VCs are also buying new types of currencies in lieu of investing in the companies creating them. Sequoia Capital, Union Square Ventures and Bain Capital Ventures all said they’ve made deals to acquire digital tokens. To do this, they use a new type of legal contract known as Simple Agreements for Future Tokens, or SAFT. Andreessen Horowitz has done about 10 such deals and is considering dozens more, said a person familiar with the firm’s business, who asked not to be identified because the details are private. The firm has also been adding provisions to standard investment contracts to address ICOs—a practice other firms are adopting as well, according to several investors, who spoke on the condition of anonymity.

Startups have raised more than $3.6 billion in ICOs so far this year, according to the research website Coinschedule. That pales in comparison to the $52.6 billion from VCs worldwide, according to PricewaterhouseCoopers and CB Insights.
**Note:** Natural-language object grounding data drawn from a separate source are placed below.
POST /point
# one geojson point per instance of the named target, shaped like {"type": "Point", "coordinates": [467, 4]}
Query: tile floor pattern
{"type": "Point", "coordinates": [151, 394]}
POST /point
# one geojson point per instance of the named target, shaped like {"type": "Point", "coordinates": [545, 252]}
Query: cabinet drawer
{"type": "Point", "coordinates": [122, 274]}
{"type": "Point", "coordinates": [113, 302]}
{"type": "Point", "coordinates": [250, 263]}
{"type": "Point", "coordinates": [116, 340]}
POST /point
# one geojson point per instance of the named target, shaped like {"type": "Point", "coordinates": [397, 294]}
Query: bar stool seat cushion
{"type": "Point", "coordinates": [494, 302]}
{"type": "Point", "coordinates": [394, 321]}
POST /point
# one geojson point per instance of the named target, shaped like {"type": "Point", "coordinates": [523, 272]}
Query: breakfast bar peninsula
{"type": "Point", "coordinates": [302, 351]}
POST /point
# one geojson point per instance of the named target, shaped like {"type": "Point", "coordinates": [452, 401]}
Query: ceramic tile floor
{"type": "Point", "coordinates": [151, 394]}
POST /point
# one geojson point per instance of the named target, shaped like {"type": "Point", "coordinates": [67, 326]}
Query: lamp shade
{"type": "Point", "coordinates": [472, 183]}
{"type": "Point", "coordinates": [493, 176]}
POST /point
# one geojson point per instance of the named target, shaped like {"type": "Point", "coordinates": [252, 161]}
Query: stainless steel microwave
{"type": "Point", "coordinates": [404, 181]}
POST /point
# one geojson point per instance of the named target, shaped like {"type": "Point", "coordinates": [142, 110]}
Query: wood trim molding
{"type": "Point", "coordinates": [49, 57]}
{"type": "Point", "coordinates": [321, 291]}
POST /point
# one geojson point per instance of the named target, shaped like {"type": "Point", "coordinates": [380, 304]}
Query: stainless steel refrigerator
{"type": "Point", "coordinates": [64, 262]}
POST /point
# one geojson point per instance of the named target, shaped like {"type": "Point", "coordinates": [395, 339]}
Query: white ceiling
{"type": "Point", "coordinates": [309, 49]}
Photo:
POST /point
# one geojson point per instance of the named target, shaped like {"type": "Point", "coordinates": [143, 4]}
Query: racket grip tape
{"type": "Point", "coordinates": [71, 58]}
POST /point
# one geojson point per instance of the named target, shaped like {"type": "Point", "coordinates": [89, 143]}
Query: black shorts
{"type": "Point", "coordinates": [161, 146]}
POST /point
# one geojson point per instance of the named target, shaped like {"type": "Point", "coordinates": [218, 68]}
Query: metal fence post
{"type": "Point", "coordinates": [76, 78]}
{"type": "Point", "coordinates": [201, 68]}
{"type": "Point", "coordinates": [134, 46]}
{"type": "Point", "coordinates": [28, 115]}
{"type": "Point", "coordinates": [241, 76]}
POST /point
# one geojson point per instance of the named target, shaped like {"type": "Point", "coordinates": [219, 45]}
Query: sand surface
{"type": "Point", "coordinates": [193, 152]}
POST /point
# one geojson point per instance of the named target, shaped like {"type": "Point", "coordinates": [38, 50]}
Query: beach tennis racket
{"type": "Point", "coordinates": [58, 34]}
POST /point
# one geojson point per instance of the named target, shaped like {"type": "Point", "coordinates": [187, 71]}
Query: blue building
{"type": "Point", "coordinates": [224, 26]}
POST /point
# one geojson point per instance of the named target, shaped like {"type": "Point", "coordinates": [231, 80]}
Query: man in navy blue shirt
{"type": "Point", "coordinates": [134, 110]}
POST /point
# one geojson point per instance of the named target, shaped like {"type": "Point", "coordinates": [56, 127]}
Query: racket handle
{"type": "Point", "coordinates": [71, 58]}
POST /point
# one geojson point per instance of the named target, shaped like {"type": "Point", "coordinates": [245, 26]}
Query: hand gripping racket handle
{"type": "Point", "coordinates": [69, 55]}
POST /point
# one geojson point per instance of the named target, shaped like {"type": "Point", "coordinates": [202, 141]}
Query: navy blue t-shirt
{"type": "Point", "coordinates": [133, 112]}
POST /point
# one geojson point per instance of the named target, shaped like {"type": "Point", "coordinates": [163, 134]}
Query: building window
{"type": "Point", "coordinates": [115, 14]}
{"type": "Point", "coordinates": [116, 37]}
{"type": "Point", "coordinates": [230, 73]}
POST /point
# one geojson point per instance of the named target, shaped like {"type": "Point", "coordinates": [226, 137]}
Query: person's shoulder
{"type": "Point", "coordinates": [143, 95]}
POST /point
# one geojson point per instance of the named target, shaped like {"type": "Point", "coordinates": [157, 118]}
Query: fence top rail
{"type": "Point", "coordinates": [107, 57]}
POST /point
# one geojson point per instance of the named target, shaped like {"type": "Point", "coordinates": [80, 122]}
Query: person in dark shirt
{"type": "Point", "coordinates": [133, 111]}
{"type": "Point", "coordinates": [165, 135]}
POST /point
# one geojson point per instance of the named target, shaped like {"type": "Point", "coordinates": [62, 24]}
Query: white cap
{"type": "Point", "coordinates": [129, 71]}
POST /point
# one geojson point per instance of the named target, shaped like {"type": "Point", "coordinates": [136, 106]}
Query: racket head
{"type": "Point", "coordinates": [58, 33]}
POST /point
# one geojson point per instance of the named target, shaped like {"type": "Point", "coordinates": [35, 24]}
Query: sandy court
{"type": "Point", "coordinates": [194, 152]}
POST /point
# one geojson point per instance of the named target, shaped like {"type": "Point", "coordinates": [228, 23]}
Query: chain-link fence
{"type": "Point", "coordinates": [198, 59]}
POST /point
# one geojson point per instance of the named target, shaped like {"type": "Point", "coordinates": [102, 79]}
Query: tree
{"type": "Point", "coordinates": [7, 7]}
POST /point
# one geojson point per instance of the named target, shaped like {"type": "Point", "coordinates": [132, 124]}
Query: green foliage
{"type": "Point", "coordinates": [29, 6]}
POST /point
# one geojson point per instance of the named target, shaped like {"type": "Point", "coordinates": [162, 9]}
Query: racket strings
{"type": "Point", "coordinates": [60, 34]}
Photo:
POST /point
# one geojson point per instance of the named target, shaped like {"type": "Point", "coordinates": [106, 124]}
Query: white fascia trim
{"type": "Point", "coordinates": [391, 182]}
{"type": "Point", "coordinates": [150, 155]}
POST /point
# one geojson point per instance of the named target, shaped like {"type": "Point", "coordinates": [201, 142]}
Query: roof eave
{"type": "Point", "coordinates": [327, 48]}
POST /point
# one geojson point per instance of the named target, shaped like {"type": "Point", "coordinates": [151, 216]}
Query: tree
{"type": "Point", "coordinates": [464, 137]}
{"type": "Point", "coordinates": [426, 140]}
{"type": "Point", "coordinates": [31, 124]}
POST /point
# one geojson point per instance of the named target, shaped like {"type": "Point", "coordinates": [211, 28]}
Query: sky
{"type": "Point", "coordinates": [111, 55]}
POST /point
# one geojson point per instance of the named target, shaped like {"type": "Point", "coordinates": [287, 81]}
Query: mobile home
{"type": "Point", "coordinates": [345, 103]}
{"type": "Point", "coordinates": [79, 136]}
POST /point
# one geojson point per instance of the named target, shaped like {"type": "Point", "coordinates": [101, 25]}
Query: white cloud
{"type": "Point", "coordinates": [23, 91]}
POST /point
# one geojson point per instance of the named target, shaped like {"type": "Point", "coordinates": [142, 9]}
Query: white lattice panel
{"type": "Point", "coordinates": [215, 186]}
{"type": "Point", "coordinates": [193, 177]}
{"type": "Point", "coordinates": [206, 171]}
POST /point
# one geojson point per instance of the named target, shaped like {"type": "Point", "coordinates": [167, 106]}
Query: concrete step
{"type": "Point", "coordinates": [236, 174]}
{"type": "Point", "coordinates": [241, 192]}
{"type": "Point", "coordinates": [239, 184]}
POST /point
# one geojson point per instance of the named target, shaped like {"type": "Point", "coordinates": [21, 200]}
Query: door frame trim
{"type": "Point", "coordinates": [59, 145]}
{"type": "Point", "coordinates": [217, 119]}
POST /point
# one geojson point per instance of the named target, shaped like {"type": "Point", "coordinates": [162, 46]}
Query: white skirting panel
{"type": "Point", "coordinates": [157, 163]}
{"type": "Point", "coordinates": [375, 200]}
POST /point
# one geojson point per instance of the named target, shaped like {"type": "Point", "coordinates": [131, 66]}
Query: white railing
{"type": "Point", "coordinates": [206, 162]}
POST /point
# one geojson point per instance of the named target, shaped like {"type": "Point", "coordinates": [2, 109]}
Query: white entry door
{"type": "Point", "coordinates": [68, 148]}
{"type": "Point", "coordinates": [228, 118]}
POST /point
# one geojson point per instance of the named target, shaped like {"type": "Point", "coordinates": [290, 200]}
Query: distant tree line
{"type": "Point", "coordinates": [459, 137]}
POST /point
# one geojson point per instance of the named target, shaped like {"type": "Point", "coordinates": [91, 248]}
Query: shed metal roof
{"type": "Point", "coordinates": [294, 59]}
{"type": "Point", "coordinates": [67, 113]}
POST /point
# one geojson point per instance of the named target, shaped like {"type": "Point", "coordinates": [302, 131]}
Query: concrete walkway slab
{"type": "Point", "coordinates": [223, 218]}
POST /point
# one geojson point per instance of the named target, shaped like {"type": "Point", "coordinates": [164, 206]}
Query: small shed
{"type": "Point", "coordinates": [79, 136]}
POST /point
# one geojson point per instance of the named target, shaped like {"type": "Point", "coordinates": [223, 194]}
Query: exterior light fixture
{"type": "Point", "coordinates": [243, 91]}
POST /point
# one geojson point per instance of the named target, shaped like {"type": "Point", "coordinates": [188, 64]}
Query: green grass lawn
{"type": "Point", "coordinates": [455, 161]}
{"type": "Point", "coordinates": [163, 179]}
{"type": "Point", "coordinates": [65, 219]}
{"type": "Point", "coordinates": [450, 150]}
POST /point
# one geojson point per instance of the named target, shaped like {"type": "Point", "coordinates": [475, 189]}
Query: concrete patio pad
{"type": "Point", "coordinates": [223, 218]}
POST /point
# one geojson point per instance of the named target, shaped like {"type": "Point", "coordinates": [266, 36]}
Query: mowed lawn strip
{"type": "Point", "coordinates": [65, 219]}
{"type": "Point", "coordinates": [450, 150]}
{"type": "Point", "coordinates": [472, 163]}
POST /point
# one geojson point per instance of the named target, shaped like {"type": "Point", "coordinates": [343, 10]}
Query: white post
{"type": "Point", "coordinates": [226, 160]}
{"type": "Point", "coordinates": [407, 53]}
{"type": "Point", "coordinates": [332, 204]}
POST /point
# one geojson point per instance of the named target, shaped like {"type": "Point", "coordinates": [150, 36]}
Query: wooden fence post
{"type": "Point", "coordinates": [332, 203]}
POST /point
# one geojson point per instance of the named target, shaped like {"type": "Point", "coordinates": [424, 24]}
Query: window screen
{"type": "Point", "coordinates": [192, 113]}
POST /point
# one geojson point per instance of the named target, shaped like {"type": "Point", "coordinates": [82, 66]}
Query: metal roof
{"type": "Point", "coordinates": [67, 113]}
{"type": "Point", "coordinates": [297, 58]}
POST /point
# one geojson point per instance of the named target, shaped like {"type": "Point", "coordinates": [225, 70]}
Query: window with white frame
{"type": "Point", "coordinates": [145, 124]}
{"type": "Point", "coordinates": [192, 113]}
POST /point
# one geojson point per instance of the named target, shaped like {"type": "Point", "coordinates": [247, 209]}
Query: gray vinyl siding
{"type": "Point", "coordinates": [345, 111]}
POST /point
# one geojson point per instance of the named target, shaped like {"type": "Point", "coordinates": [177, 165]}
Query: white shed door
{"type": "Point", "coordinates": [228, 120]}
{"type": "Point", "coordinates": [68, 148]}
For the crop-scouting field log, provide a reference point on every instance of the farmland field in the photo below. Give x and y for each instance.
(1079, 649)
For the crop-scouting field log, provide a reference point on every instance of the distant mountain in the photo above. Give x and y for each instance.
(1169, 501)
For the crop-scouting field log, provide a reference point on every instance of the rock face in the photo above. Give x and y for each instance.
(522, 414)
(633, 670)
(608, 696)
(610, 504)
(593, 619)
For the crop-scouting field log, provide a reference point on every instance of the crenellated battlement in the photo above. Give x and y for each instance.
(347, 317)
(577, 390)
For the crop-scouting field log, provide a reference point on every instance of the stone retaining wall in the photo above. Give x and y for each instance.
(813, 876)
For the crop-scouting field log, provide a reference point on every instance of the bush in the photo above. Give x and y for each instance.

Experienced investors are skeptical about token sales as fundraising—in part because they can undermine the masochistic tendencies helpful for nurturing a startup. In traditional venture deals, entrepreneurs typically must wait years to turn their paper wealth into cash. An ICO, by contrast, can give them millions immediately. The newly rich aren’t always motivated to work through the weekends.

Huang, of Sequoia Capital, said the token sales the firm is taking part in have developed structures that mirror traditional venture deals. The firm prefers that companies dole out tokens over time, mimicking vesting periods in equity deals for startups. “Just because it’s novel doesn’t mean we have to reinvent everything from scratch,” he said.

Venture investors will need to reckon with a similar temptation. Exchanges for digital tokens operate around the clock, offering immediate payouts. VCs aren’t used to constantly reevaluating a company’s market value to find the perfect moment to sell. “We are long-term investors; we did not invest to buy and flip,” said Scher, the investor from the Digital Currency Group. “But even if you’re long-term bullish on a project, how do you say, ‘I’m just not going to sell,’ when something goes up 6x in 48 hours?”